I’ve been asked recently why I am not happy yet. Some people tell me they’re worried because they thought transitioning would make me happy. I’ve achieved a lot of progress, I should be happy by now, trying to enjoy my life as much as I can.

I should be positive, not negative.

The unexpected thing is… I’m trying to enjoy my life!

I’m feeling better than ever. I can concentrate, and I feel smart again. I am not bothered by that male libido I had, so I can focus on sex when I want to (and I can’t stress how much easier this does make the whole transition process). I look good, and I like how clothes fit me.

The truth is, it is not that easy to be happy. At least, for me.

I’ve grown up without anything I could like. I didn’t have my body. I couldn’t wear clothes that I liked. I couldn’t attract the women I liked, only some heterosexual women who wanted quick compromise and lots of kids, and their men to be manly men.

The only thing I could do was study. And then, work.

Now I’m achieving things. I’m almost granted authorisation for changing my documentation. I can wear whatever I like. And people don’t tell me that I should behave more like men did, and people congratulate me for this.

People say I’m doing great because I can get my ID card with my own name. People say I’m doing great because I can go to a shop and grab a dress. Really.

And I feel belittled. I don’t feel happy about this any more. Because these are things I should have been able to do every fucking day of my life. I’m just claiming back the same rights everyone has, and I didn’t.

I say this, and people get defensive: Not all the people can do what they want in life. Ok, granted. But me neither. I have to work, I have to pay rent and bills, I have responsibilities and duties. I don’t want anything but the same as everybody else.

And I complain, because it is unfair. Because these things are not achievements, they’re just extra efforts to put me at the same level as everyone else.

Ok, yes, but there are blind people, for instance. Or people with disabilities, who have to do some extra effort to achieve the same. Okay, that is true.

The problem is, I’m not disabled. I’m a fully functional person with all my senses and abilities working. I’m not ill. I’ve got just the same possibilities than any healthy person in my environment.

My problem is not me. My problem are the social structures in which I’ve been raised. My problem is that, by putting me in an environment in which I had to bear a wrong tag (many wrong tags, actually), by educating me according to those wrong tags, by telling me I had to act according to those, I couldn’t live. My problem is nothing but this load of crap called society.

So, please, don’t tell me I’m achieving great things. I’m not. I’m just getting what is mine, what is granted to everybody else but people like me.

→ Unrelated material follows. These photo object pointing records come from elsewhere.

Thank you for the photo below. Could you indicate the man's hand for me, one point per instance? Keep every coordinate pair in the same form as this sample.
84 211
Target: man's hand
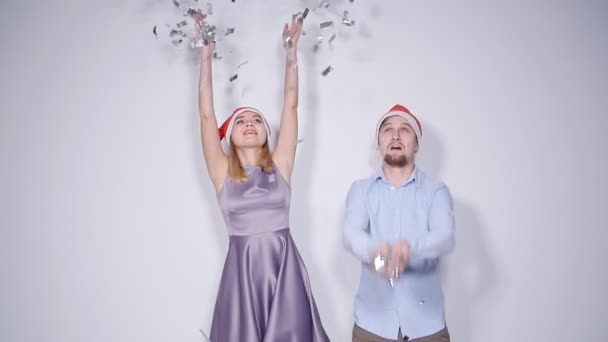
400 255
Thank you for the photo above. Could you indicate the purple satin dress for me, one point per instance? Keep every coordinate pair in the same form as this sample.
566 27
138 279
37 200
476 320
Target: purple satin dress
264 294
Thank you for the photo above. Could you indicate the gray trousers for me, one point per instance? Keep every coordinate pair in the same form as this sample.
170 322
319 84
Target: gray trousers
361 335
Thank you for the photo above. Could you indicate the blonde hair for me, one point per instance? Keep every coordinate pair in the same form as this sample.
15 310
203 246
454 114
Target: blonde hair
237 173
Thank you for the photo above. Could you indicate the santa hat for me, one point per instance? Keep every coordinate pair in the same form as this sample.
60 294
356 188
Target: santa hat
399 110
225 129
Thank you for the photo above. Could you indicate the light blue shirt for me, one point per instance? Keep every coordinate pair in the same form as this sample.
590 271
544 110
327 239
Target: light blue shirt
421 212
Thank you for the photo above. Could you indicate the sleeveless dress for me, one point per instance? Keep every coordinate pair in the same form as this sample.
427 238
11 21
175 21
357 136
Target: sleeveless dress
264 293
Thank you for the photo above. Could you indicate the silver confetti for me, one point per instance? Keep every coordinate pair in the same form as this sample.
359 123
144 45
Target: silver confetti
346 21
327 24
305 14
332 38
174 33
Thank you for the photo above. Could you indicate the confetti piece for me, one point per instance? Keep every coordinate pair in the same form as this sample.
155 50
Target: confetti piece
327 24
305 14
332 38
346 21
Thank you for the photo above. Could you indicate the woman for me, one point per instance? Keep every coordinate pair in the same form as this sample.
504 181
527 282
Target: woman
264 293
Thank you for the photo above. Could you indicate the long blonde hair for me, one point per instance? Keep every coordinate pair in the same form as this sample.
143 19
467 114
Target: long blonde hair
237 173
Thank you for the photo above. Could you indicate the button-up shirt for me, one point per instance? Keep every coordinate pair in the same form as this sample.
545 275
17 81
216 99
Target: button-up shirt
420 212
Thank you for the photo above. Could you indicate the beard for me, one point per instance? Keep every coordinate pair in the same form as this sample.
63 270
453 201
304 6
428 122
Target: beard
396 160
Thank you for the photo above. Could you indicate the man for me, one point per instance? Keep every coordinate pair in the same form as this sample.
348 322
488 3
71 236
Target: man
398 223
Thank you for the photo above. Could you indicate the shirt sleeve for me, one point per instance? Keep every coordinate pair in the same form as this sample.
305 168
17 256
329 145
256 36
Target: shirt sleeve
439 240
356 237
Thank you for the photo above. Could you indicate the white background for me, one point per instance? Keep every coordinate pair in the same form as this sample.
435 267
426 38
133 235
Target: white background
110 230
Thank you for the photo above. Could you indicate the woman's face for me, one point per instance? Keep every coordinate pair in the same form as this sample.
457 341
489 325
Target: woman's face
249 130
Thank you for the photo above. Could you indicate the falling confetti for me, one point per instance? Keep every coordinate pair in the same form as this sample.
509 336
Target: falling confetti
327 24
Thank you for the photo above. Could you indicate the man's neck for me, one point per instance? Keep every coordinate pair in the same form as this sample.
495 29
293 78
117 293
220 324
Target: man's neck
398 175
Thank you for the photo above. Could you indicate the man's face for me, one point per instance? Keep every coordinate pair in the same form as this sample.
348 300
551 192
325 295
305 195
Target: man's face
397 141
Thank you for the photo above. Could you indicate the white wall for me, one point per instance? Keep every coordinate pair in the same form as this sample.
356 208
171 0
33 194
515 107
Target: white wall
109 226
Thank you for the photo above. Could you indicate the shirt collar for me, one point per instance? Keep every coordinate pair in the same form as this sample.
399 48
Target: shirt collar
414 177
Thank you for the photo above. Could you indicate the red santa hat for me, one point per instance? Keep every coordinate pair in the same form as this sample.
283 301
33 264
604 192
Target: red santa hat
225 129
401 111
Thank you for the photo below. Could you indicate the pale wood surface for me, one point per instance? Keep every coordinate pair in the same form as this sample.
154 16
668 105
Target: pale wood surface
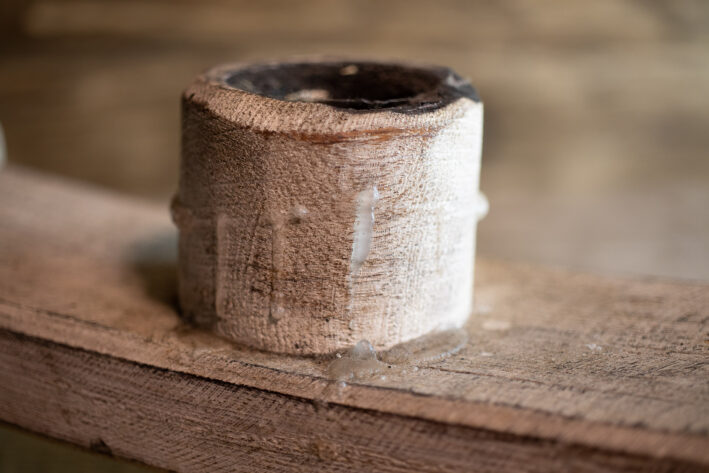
559 367
595 112
306 227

And don’t tell me I have to accept that I was born with a problem. No, I’m afraid I have no problem. The problem is this ship that doesn’t accept all passengers as they are.

So please, please, if you’re just going to ask me why do I feel bitter, please don’t.

If you’re going to tell me that I should be grateful, don’t.

And if you’re going to tell me why I can’t be happy, please don’t. And think a bit.